My once frightened and forever fidgety interior had become an icy, straight-faced exterior.
This time, out of annoyance, I looked up. I saw a beautiful, shiny little dark brown face, her head wrapped entirely in delicate, deep purple cloth, pressing firmly against the window of my beat-up, clunker of a Honda Accord. The beautiful child begged for money. So many times before, my heart had broken. This time was different.
I looked back down at my phone, aimlessly scrolling through the first world problems of my Facebook friends back home, as I lived, day to day, in what many still call a third world country.

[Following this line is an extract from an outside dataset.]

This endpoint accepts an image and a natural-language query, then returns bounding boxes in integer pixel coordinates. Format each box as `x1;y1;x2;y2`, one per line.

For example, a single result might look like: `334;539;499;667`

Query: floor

I thought for a moment about how I had become downright careless. Not careless meaning that I absolutely should not have had my phone out while in traffic. Not careless in the way that I had forgotten that smash and grabs are quite common in Lagos, Nigeria– the traffic “go-slows”, as the locals call them, give nefarious characters the time and opportunity to smash windows, snatch valuables, and make off like bandits, all while being armed with nothing more than perhaps a crowbar and athleticism honed by years of darting in and out of moving traffic all day.
No, I was careless in the way that one has fewer cares. Six months ago, when I first arrived in Lagos, fresh off the plane from Houston, Texas, everything, and I do mean EVERYTHING, was absolutely terrifying.
But today, I both carelessly and without cares, made eye contact with the innocent, begging child, but only for a brief moment. Because although I did not react in a heart-warming way to my surroundings and those in it, my heart had not completely become cold.